Solution to Linear Algebra Hoffman & Kunze Chapter 9.2 Exercise 9.2.8
Solution: We can always define an inner product on a finite-dimensional vector space $V$. Hence we shall assume that $V$ is a finite-dimensional inner product space.

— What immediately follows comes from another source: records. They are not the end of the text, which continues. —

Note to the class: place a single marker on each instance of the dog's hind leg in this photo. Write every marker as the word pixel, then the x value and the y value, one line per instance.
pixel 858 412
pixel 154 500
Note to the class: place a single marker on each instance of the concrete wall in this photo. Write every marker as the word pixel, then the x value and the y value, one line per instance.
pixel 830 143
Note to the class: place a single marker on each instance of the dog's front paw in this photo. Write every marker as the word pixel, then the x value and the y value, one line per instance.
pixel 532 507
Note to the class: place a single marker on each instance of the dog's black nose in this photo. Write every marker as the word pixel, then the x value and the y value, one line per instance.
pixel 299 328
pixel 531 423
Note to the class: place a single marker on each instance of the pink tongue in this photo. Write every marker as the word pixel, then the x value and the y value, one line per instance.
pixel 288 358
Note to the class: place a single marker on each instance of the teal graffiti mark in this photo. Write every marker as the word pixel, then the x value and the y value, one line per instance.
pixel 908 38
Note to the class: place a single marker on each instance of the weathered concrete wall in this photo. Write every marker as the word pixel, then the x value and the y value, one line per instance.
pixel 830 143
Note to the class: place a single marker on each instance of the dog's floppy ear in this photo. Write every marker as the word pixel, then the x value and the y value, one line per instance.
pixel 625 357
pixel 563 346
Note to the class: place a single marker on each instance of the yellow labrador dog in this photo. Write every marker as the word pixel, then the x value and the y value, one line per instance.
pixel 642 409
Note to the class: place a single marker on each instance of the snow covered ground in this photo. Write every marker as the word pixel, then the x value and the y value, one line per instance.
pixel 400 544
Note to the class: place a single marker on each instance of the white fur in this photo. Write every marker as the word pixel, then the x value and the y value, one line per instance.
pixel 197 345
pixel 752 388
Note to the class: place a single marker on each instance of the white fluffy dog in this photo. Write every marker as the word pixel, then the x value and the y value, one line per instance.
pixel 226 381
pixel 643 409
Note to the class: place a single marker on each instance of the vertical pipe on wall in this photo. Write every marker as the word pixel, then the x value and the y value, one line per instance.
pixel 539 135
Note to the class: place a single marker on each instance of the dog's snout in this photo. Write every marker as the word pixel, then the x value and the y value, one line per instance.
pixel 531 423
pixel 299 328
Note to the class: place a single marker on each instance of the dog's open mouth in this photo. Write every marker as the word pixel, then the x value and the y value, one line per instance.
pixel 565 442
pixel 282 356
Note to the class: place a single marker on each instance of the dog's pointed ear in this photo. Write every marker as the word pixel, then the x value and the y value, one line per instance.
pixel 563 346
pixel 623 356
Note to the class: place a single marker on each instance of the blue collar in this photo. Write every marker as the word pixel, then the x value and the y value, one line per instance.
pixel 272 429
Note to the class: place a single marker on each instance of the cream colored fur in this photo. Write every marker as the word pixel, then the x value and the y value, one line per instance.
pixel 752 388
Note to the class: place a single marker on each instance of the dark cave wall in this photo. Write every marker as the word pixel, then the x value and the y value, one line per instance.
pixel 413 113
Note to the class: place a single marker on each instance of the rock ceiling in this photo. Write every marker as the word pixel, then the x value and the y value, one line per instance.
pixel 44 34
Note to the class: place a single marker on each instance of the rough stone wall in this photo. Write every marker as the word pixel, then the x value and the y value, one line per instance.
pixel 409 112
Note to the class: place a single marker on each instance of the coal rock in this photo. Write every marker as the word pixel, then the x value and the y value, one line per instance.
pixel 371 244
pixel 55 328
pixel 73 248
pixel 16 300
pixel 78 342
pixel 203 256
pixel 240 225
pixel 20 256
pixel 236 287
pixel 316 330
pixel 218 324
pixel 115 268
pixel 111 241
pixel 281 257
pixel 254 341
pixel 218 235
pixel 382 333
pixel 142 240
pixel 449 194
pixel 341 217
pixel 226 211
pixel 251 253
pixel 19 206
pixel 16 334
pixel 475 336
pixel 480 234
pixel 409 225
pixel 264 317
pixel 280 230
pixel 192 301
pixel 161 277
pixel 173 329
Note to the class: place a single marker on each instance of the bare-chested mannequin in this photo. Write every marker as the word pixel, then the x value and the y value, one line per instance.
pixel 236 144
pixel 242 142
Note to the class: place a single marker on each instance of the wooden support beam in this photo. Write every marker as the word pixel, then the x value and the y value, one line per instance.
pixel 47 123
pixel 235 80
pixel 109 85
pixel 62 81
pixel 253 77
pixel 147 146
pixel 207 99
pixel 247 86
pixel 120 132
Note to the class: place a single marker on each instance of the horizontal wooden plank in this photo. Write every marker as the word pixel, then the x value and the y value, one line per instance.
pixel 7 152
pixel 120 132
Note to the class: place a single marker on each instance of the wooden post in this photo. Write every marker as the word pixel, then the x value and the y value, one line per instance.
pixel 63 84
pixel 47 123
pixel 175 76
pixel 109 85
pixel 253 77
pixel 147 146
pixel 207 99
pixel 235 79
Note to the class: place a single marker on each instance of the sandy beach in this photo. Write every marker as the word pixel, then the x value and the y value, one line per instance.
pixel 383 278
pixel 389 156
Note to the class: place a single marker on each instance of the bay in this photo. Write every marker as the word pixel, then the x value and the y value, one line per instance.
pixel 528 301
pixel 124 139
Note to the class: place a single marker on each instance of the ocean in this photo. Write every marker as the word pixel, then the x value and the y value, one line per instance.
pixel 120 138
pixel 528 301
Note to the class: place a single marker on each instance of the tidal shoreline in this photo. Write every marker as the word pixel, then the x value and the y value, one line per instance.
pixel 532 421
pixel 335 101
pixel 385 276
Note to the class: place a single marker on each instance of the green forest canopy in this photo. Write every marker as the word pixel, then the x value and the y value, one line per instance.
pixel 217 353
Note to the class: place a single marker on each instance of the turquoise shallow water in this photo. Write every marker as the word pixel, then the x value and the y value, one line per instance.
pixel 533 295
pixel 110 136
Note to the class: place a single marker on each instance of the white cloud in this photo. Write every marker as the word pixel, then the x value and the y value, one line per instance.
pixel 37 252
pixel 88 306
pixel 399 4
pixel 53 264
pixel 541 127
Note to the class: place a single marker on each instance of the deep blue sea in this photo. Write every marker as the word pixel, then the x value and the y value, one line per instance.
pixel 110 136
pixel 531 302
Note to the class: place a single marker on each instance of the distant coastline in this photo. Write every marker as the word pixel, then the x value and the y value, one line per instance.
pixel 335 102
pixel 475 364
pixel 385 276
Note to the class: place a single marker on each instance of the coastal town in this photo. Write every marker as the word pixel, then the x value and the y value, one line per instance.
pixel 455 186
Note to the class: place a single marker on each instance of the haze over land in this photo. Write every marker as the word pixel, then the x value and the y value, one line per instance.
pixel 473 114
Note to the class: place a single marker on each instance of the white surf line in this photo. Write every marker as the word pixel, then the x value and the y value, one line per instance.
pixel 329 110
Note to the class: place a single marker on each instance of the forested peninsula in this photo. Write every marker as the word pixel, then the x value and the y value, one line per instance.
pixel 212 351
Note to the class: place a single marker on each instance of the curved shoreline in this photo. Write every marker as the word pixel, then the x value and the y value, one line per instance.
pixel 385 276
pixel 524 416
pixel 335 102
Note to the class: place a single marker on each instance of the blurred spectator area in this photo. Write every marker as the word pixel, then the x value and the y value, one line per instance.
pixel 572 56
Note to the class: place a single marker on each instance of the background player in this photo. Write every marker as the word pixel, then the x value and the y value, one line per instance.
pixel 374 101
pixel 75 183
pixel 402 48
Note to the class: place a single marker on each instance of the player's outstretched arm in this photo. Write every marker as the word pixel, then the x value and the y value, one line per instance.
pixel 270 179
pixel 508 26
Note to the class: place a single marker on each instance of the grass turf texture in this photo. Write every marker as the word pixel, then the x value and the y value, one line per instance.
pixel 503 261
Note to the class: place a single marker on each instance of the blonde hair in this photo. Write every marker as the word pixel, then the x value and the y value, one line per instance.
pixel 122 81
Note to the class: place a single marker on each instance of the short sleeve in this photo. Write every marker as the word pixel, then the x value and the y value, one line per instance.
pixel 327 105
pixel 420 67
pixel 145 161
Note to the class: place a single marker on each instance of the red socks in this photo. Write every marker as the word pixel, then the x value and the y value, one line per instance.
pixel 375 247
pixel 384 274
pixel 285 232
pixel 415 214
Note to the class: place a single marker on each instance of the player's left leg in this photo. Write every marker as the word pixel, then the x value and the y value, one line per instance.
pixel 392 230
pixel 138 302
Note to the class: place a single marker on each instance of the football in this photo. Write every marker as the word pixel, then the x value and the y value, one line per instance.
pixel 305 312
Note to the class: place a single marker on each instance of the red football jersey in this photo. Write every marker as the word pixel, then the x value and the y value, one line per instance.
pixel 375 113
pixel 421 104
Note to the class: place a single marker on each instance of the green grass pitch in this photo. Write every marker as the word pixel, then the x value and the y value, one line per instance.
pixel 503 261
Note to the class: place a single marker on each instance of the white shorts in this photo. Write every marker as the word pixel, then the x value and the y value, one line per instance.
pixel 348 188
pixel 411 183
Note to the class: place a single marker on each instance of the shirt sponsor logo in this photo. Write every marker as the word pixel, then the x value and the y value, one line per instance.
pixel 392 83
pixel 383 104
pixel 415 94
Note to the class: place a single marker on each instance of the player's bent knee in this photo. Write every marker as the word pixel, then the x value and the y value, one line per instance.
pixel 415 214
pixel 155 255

By Theorem 6 of page 291, there exists a vector $\beta_0$ such that $L(\alpha)=(\alpha|\beta_0)$. On the other hand, we also have $$f(\alpha,\beta)=(T_f\alpha|\beta)=(\alpha|T_f^*\beta).$$Since $f$ is non-degenerate, $T_f$ is non-singular, see Exercise 9.2.6 and Exercise 9.2.7. Because $V$ is finite-dimensional, we conclude that $T_f$ is invertible. So is $T_f^*$. Therefore, there exists a unique $\beta\in V$ such that $T_f^*\beta=\beta_0$. We have\[L(\alpha)=(\alpha|\beta_0)=(\alpha|T_f^*\beta)=f(\alpha,\beta).\]We showed the existence.
Suppose $\beta_1$ and $\beta_2$ are vectors such that $$L(\alpha)=f(\alpha,\beta_1)=f(\alpha,\beta_2).$$Then $f(\alpha,\beta_1-\beta_2)=0$ for all $\alpha$. Since $f$ is non-degenerate, we have $\beta_1-\beta_2=0$, which shows the uniqueness.